You can feel your heart thumping throughout your entire body, as Quinn takes your left hand and places the ring at the tip of your finger. "What are you doing?" you ask, wonder in your voice, because Quinn Fabray is sliding an engagement ring onto your finger; an engagement ring you originally thought was for her. 

"With this ring, I am asking you to forgive me for being an oblivious bitch," she answers, laughing softly at the terrified look on your face. "With this ring, I am asking you to give me another chance to prove myself to you. I am asking you to love me again, the way I've always loved you. Rachel, I'm asking you to keep this ring on forever and maybe even marry me one day."

You don't realize you're tearing up until the dampness on your cheeks start to feel cold from the chill in the air. You wipe at your tears and cough out a laugh at what's happening. Quinn's sitting next to you, in the middle of the night, after not being next to you for almost a year, offering you a ring. Not friendship, but a fucking ring. 

You spin the oversized ring around your finger and stare at it in wonder. You smile, because this ring is from Quinn, because Quinn broke up with Clark, because Quinn is sitting on your stoop and just asked you to marry her. 

You don't answer her, because you know it shouldn't be this easy for her. She can't just come back with a charming smile and some fancy jewelry, so you don't verbally accept her proposal. 

Instead you look her in the eyes, for the first time in a long time, and you lean in. Quinn closes her eyes, meets you halfway, but you keep your eyes open the whole time, just to make sure that this is real.

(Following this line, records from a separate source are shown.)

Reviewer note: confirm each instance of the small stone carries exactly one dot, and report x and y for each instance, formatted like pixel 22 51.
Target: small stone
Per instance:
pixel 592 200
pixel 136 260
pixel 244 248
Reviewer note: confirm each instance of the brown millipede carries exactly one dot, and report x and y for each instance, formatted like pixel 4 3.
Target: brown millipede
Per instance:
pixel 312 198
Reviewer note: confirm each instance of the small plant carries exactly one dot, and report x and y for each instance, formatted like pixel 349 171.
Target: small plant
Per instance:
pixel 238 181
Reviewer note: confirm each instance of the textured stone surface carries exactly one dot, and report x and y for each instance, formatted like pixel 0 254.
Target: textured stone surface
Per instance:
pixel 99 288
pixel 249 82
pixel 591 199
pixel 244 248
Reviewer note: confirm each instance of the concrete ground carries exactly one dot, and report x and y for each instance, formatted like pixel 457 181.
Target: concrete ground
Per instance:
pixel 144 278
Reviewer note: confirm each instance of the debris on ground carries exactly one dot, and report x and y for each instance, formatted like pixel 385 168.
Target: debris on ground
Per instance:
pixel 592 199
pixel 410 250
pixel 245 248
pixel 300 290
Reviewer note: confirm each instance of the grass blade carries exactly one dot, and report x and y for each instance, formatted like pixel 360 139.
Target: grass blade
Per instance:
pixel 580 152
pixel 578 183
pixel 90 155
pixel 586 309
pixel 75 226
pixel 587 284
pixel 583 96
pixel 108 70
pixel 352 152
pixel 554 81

Her lips are cold and chapped; nothing like you imagined they would feel. You smile into the kiss, because this is better than what you imagined. These are Quinn's lips you're touching with your own, kissing her soundly, nervously, for the first time and hopefully not the last.

When you separate, Quinn's wearing this look, a mixture between goo goo and gaga. Her cheeks are rosy red, but you're not sure if it's because of the cold or not, so you reach up to touch her cheek. She sighs into the touch as you lean in to peck her on the jaw. 

You're wearing her ring as you stand up and enter your apartment building. Quinn watches silently as you ascend the steps before calling out to you. "Rachel?" she says questioningly, waiting for a response to her proposal.

You look over your shoulder, turn the ring around and around your finger, and you give her a smile. Quinn smiles back, hesitant and unsure. "Good night, Quinn," you say.

"Wait," she says, pinching her eyebrows together in confusion as she shoots up from the steps. "Was that a yes?" You know she's referring to the kiss by the way she bashfully bows her head and licks her lips. 

"It's not a no," you reassure her, smiling. "Keep in touch this time around, and maybe you'll find out."

You fully enter your apartment building without looking back this time, and you smile when you hear a sigh of relief behind you.